To address these issues, we reason about people using a 5D representation and capture information from the full image and the motion of the scene. This holistic reasoning enables the reliable recovery of global human trajectories and subject tracking using a single-shot method. This is more reliable than multi-stage methods because the network can exploit more information to solve the task and is trained end-to-end. No hand-crafted priors are needed and the network is able to share information among modules.

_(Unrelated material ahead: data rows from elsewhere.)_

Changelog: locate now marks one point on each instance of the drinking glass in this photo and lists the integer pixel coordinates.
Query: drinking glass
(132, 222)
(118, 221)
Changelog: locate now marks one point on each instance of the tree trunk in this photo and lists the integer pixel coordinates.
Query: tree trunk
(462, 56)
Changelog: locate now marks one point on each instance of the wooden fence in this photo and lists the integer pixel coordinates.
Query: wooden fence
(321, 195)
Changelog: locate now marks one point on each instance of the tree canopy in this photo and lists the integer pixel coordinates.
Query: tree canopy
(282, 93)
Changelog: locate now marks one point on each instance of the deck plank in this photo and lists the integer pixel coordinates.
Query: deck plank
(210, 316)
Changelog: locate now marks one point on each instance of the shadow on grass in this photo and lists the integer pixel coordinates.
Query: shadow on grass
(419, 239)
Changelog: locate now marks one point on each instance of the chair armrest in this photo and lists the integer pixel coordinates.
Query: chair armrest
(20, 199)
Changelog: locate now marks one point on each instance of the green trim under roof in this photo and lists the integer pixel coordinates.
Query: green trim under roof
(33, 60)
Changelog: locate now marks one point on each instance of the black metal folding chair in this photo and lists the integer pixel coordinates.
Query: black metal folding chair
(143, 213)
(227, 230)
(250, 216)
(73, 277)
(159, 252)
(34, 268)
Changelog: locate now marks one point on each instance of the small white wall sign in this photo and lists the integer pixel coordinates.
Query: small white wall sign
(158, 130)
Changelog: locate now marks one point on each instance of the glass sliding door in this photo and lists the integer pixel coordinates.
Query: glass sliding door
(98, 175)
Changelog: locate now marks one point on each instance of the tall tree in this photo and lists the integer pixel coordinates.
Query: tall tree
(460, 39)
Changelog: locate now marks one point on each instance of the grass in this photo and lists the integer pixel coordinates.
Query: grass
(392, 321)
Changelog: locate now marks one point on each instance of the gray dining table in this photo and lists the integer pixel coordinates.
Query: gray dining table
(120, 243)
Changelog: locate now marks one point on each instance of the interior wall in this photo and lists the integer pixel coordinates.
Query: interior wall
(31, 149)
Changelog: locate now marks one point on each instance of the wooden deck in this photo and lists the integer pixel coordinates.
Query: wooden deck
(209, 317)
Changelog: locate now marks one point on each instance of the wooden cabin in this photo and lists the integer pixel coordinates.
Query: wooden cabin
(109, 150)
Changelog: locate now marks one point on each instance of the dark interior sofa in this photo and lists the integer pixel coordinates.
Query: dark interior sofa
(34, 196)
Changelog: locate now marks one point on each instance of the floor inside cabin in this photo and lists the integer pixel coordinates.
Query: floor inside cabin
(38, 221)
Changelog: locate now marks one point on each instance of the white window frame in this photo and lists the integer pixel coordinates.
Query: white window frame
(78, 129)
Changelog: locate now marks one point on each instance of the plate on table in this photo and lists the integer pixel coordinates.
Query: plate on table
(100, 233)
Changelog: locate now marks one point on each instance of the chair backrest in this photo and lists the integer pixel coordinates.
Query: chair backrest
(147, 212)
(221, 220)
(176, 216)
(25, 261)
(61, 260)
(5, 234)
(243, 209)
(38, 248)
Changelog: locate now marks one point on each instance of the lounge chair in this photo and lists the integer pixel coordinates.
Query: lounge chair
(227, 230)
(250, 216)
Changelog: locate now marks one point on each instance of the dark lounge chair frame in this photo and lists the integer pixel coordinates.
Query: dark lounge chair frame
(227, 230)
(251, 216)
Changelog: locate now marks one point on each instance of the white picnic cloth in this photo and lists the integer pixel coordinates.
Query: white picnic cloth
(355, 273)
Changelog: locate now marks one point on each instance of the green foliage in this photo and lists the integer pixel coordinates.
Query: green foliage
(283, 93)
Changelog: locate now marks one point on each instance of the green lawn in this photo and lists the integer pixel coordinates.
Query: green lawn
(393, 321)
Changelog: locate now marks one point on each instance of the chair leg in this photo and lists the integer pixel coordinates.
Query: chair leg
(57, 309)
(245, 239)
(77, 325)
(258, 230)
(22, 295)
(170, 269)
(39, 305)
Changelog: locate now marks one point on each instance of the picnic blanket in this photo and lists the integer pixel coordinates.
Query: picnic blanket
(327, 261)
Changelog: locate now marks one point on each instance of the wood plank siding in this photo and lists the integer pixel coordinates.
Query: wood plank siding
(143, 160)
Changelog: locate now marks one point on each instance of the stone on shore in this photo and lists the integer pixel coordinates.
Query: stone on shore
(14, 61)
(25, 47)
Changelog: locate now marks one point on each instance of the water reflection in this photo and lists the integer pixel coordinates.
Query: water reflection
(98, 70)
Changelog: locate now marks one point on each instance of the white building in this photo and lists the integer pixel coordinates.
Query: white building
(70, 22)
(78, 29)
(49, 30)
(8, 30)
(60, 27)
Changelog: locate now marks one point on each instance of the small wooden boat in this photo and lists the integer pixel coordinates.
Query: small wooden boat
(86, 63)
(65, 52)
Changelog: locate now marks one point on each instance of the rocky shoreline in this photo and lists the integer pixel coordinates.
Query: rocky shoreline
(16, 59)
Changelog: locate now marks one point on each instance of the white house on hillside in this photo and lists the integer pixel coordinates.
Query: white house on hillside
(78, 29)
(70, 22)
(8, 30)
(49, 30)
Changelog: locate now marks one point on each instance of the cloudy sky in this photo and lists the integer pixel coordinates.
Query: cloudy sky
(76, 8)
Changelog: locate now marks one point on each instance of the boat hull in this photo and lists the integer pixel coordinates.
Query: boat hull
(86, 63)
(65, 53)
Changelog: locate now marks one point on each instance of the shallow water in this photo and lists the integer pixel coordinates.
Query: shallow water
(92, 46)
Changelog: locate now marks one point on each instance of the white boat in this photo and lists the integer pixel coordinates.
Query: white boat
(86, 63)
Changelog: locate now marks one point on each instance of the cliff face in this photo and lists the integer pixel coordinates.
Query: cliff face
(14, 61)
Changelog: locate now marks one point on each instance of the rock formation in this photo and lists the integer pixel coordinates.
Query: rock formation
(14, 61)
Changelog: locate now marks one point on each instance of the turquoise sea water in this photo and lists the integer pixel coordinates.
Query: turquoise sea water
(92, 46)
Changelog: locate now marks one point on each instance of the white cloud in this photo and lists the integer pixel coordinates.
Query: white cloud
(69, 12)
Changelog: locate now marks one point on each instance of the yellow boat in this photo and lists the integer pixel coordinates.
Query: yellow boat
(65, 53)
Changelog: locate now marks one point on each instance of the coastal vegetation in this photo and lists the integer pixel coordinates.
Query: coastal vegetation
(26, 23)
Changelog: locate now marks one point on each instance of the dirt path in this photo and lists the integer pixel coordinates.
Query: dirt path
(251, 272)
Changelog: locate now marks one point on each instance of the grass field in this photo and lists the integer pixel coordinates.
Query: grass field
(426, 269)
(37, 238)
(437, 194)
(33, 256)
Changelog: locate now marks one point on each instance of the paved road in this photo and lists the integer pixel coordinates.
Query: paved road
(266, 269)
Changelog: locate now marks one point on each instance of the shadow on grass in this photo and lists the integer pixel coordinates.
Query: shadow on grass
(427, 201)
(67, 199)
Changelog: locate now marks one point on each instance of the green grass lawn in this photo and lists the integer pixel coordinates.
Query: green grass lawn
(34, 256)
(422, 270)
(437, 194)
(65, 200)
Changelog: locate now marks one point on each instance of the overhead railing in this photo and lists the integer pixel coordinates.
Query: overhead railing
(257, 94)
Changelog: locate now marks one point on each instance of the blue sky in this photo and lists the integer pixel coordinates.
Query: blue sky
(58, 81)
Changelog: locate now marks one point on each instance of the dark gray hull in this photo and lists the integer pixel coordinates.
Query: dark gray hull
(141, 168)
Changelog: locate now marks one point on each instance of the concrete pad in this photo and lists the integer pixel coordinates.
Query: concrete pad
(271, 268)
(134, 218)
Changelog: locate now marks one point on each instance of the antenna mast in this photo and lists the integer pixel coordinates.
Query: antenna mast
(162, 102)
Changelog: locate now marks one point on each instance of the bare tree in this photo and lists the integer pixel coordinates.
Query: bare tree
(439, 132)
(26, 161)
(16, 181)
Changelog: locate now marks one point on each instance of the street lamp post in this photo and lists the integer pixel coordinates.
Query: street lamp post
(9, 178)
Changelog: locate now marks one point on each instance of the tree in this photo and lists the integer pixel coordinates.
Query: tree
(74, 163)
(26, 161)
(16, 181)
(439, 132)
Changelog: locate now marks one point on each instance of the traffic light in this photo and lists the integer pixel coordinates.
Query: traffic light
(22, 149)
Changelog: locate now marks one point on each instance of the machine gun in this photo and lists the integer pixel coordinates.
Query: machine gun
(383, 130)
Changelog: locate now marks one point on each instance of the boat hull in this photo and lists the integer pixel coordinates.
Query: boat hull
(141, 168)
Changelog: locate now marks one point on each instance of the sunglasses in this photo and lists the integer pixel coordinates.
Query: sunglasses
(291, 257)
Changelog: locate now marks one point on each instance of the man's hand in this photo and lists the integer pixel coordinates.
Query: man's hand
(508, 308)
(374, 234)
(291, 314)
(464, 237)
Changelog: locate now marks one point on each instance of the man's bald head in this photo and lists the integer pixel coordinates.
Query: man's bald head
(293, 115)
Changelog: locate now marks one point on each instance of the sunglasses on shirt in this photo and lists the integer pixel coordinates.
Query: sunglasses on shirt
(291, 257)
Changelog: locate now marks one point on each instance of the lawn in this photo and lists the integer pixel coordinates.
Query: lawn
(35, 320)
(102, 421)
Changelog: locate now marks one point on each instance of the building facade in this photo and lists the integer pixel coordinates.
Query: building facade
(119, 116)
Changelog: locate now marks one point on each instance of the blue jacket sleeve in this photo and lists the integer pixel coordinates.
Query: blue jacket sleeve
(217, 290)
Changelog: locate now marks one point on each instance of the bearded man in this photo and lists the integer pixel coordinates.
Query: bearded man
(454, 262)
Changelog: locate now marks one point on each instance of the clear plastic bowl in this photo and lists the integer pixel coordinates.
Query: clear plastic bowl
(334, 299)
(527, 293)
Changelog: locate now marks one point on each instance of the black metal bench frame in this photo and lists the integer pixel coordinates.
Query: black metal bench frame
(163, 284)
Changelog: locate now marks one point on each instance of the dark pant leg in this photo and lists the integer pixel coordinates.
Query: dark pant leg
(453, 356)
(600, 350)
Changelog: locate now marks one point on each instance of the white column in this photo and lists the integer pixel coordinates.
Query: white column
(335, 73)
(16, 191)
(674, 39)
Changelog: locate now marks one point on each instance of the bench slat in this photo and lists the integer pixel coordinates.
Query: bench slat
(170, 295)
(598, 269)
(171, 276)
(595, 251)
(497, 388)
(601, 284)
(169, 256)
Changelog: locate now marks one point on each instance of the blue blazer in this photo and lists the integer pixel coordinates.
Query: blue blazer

Specifically, we develop TRACE, a unified one-stage method for Temporal Regression of Avatars with dynamic Cameras in 3D Environments. The architecture is inspired by BEV , which directly estimates multiple people in depth from a single image using multiple 2D maps. BEV uses a 2D map representing an imaginary, “top down”, view of the scene. This is combined with an image-centric 2D map to reason about people in 3D. Our key insight is that the idea of maps can be extended to represent how people move in 3D. With this idea, TRACE introduces three new modules to holistically model 5D human states, performing multi-person temporal association, and inferring human trajectories in global coordinates; see Fig. 1.
First, to construct a holistic 5D representation of the video, we extract temporal image features by fusing single-frame feature maps from the image backbone with a temporal feature propagation module. We also compute the optical flow between adjacent frames with a motion backbone. The optical flow provides short-term motion features that carry information about the motion of the scene and the people. Second, to explicitly track human motions, we introduce a novel 3D motion offset map to establish the association of the same person across adjacent frames. This map contains a 3D offset vector at each position, which represents the difference between the 3D positions of the same subject from the previous frame to the current frame in camera coordinates. We also introduce a memory unit to keep track of subjects under long-term occlusion. Note that the 3D trajectories are built in camera space, and TRACE uses a novel world motion map that transfers the trajectories to global coordinates. At each position, this map contains a 6D vector to represent the difference between the 3D positions of the corresponding subject from the previous frame to the current frame and its 3D orientation in world coordinates. Taken together, this novel network architecture goes beyond prior work by taking information from the full video frames to address detection, pose estimation, tracking, and occlusion in a holistic network that is trained end-to-end.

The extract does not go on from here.